Editorial: Dress Code Dilemma

Lyle Griggs

I have not always adhered closely to the dress code. One day in sixth grade, for example, I emerged from the bathroom wearing a “belt” made of toilet paper in a vain attempt to avoid punishment. Throughout middle school, I scarcely ever remembered a belt. Most of the time, I would spend a few minutes before morning meeting fishing one out of the lost-and-found or begging someone to loan me a spare. When I exhausted these options, I was forced to wither under Dr. Schawang’s disappointed gaze.

Other times, when I came to school with occupied belt loops, I failed to find a clean polo, so I would rifle through my dresser until I found the one with the large hole in the left armpit. That one, at least, was relatively clean and the hole could be fixed with a stapler in a pinch. For three long years, the dress code seemed an unnecessarily restrictive and stressful thing to deal with, and I hated it.

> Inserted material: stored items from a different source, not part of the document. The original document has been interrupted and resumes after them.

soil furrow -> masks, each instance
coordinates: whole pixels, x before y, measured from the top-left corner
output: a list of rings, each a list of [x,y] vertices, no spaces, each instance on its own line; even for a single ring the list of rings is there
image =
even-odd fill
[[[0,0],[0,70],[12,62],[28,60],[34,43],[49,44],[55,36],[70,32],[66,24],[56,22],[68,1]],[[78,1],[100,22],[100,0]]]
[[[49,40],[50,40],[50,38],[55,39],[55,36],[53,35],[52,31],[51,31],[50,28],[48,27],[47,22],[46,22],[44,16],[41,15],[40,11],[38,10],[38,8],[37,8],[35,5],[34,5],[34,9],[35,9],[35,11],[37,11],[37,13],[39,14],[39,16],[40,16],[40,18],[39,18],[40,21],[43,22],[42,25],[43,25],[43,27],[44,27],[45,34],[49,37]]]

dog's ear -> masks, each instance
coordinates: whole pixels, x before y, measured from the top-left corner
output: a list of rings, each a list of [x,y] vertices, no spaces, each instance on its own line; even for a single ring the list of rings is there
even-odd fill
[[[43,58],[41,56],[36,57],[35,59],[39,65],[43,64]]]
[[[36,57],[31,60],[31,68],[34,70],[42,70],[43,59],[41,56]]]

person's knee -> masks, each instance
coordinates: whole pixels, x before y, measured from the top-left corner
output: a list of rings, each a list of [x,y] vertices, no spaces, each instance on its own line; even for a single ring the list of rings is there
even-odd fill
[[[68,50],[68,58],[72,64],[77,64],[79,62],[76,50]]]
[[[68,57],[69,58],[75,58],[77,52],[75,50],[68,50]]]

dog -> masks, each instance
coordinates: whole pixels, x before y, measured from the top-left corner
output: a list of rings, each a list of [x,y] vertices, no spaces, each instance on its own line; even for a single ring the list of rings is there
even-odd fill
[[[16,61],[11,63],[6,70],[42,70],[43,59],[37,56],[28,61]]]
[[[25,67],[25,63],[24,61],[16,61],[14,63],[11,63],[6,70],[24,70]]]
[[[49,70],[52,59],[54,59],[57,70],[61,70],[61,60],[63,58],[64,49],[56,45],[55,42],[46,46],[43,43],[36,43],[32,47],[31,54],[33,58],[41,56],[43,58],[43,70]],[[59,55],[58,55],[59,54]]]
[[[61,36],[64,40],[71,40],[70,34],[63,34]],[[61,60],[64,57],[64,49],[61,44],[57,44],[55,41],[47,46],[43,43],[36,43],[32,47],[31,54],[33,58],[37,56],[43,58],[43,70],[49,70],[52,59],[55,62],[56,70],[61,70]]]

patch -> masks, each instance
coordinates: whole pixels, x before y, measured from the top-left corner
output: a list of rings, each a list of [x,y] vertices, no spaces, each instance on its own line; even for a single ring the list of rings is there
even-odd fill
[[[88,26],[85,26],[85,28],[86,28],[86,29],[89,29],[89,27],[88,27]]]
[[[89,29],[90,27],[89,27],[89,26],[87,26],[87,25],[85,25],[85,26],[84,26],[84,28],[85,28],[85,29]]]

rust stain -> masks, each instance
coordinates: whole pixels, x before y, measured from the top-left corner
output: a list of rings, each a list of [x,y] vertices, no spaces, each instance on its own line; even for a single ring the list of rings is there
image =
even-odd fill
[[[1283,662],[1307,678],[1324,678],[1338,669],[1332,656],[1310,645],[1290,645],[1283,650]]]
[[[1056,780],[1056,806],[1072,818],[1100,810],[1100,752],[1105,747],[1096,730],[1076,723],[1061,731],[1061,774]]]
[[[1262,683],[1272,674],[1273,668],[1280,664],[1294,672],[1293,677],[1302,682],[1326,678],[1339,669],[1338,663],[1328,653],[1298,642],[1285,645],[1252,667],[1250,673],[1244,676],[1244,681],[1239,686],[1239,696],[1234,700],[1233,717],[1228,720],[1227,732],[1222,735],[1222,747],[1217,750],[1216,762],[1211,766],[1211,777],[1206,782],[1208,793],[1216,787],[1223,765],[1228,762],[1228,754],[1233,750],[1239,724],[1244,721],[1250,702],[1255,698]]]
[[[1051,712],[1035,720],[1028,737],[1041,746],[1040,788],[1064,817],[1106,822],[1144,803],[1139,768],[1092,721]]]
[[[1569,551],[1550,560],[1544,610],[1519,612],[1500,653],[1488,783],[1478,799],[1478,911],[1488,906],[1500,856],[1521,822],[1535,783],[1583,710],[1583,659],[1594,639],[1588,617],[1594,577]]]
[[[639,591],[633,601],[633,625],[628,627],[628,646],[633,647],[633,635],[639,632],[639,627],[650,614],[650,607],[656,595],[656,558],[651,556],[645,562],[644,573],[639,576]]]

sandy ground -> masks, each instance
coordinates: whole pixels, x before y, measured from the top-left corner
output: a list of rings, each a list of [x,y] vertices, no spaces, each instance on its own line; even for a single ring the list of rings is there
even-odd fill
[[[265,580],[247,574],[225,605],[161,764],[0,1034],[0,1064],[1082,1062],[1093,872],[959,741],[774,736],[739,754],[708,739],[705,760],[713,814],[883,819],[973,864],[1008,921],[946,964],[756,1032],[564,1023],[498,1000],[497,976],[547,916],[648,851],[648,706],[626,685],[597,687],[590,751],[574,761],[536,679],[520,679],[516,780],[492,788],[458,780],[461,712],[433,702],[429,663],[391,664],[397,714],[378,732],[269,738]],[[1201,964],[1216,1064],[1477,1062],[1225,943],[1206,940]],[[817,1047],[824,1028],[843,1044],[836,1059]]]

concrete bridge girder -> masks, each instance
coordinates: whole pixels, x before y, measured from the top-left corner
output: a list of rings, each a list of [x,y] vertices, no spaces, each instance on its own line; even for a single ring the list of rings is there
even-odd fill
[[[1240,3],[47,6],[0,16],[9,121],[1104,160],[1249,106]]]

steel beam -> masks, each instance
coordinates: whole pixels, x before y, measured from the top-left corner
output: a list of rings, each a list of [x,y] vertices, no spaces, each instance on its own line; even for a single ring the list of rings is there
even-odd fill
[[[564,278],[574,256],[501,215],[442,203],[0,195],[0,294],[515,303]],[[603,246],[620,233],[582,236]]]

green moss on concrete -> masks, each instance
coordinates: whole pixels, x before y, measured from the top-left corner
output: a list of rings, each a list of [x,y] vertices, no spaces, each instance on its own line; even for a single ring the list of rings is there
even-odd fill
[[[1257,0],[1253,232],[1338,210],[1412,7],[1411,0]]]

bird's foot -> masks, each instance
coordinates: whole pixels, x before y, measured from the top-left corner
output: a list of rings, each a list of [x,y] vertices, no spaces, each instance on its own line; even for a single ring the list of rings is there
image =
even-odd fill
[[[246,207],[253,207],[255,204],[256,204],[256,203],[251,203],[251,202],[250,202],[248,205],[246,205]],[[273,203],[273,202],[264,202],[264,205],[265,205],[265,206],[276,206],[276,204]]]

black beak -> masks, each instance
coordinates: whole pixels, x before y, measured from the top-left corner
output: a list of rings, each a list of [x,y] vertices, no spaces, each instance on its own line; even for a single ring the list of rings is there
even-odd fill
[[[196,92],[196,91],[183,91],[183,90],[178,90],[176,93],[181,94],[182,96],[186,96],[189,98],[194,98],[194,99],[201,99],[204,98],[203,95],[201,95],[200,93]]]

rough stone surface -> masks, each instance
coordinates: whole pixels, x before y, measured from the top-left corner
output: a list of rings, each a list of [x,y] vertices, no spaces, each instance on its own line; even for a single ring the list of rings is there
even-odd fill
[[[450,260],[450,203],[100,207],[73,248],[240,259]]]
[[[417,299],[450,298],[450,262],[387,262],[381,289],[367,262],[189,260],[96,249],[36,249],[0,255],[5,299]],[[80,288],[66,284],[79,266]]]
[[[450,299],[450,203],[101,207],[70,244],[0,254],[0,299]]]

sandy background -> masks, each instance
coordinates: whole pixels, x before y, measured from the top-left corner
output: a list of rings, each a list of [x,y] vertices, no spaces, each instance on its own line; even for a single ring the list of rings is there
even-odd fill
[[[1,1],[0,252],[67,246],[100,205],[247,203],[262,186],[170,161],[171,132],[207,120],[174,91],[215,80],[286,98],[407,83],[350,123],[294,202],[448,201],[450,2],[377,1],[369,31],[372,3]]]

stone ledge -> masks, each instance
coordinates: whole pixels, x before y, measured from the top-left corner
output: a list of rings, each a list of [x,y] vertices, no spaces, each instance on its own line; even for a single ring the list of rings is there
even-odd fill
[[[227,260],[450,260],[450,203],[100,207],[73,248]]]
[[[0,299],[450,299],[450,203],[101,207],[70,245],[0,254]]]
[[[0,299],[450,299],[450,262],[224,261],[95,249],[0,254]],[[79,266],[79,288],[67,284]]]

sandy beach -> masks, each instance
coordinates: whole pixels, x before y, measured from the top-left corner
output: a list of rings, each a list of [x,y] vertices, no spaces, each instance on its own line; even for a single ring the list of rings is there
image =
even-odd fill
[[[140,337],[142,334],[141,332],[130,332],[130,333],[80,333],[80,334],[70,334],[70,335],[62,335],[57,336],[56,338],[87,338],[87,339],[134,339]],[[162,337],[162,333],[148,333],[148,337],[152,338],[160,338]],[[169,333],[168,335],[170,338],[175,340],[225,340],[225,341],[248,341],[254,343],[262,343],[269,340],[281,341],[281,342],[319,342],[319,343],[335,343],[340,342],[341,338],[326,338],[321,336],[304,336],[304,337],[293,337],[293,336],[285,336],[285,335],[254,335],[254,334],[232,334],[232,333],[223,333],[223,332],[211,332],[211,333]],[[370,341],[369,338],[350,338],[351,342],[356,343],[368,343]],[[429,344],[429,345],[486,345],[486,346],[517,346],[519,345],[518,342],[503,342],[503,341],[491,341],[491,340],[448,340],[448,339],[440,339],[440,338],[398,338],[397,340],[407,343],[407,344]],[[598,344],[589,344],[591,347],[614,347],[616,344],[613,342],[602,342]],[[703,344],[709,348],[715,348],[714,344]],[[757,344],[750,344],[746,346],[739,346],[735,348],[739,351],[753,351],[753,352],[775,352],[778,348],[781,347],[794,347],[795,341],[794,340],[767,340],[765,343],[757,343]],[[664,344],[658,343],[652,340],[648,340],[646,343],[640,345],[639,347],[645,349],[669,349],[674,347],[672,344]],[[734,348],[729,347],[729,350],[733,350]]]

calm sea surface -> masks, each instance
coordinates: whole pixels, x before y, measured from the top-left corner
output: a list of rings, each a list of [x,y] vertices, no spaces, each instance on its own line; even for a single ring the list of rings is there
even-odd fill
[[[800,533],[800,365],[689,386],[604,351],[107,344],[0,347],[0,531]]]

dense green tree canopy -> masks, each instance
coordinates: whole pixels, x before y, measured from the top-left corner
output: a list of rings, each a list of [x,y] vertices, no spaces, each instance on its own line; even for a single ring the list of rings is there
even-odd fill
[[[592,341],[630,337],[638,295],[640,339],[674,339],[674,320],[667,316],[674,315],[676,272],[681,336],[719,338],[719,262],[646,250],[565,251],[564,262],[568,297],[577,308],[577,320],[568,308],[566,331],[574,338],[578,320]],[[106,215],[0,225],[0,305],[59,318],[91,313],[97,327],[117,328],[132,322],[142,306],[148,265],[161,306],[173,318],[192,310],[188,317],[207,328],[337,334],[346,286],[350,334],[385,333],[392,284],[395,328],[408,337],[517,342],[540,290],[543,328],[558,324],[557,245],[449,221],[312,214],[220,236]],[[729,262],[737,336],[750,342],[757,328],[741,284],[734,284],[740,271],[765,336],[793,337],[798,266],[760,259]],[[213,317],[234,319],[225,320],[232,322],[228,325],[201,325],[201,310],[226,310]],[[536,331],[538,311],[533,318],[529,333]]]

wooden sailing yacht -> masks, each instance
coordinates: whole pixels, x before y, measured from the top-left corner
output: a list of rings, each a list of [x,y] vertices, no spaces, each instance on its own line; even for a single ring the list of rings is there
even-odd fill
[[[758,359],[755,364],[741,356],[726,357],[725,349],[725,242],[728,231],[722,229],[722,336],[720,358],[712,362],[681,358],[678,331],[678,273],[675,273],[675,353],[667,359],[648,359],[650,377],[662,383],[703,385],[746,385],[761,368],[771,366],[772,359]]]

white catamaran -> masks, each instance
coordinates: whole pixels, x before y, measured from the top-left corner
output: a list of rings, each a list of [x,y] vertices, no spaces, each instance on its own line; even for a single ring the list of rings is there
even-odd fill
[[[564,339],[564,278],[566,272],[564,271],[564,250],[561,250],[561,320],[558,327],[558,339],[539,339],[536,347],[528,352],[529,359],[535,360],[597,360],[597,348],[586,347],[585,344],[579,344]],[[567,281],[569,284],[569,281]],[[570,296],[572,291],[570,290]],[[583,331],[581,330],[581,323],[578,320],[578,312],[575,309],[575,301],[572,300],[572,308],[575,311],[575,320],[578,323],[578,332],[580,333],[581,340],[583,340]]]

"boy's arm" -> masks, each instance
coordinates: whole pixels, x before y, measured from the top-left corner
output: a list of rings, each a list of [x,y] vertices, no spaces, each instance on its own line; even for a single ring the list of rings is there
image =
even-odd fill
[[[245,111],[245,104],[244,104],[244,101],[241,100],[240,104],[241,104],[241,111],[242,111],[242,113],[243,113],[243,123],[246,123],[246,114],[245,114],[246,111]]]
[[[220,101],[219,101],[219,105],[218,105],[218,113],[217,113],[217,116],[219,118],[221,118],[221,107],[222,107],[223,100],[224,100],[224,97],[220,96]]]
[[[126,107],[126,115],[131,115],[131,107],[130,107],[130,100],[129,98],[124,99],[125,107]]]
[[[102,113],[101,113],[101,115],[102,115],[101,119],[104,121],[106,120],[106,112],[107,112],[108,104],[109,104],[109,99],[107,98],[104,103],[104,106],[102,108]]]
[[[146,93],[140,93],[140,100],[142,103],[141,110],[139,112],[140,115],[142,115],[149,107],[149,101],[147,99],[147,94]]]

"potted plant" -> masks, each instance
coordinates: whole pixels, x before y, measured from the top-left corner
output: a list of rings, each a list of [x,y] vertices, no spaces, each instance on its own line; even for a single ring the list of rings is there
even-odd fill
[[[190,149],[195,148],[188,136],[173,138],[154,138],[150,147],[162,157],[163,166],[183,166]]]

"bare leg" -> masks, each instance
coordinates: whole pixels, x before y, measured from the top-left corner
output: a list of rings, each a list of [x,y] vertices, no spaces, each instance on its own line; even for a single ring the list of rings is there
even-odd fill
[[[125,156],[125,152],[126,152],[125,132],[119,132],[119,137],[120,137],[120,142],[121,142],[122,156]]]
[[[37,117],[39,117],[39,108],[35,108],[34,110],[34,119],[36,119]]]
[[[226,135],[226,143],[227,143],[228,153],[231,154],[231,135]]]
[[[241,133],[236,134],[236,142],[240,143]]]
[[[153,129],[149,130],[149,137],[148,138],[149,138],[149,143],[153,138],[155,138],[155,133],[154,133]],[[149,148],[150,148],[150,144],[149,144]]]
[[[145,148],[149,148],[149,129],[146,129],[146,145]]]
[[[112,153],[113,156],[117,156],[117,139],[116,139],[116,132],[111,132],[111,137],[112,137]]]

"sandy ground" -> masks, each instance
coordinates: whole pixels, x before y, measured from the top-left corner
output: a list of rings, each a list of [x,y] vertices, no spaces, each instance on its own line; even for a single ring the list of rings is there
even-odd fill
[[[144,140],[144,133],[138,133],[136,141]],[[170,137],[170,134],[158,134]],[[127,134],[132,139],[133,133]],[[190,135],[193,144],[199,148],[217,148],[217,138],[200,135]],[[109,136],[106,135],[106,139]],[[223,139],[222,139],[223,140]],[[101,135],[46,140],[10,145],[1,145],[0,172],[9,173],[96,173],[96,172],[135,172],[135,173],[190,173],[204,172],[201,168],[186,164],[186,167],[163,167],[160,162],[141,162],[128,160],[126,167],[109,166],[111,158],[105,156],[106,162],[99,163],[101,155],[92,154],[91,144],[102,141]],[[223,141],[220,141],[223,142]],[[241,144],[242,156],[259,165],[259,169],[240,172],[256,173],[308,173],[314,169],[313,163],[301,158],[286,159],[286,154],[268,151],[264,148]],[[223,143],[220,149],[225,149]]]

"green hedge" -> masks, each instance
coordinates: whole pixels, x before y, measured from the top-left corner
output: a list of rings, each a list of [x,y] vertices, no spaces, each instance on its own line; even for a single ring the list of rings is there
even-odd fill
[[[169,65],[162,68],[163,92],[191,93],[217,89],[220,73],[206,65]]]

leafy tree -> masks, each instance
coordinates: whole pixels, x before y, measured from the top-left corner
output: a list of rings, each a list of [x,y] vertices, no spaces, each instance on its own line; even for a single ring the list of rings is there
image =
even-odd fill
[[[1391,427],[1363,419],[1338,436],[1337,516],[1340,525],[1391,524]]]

Recently, Student Senate introduced a tentative proposal to allow Seabury t-shirts in the place of polos. Given my past inability to abide by the dress code, one might assume that I love the idea of allowing t-shirts–had I been able to wear t-shirts in middle school, I would certainly have taken advantage of the opportunity. 

I am, however, unequivocally opposed to the proposed change and to any alteration to the dress code. We have a dress code for a variety of reasons; it eliminates the stress of outfit-picking, promotes a sense of community and helps students focus on academics. And these benefits can be accrued without major effort on the part of students; most students, no matter their age, are more responsible than I was in sixth grade. From my perspective, the dress code is undeniably beneficial and should remain in effect indefinitely.

So why, one might ask, am I opposed to mere alterations to the code? Few students want it to be eliminated–such a change would likely require a coup, given Dr. Schawang’s belief in the code. Many, however, want certain changes made, exemplified by the aforementioned proposal. But I worry that these changes would only be the beginning. Every student, myself included, pushes the dress code to its limit. We hide t-shirts under our jackets; we cut off our belt loops; we exploit loopholes and lax enforcement. Were the code to be relaxed further, I worry that the precedent set would allow the dress code to be whittled into nothing. In my view, if we want to keep it, we cannot alter it.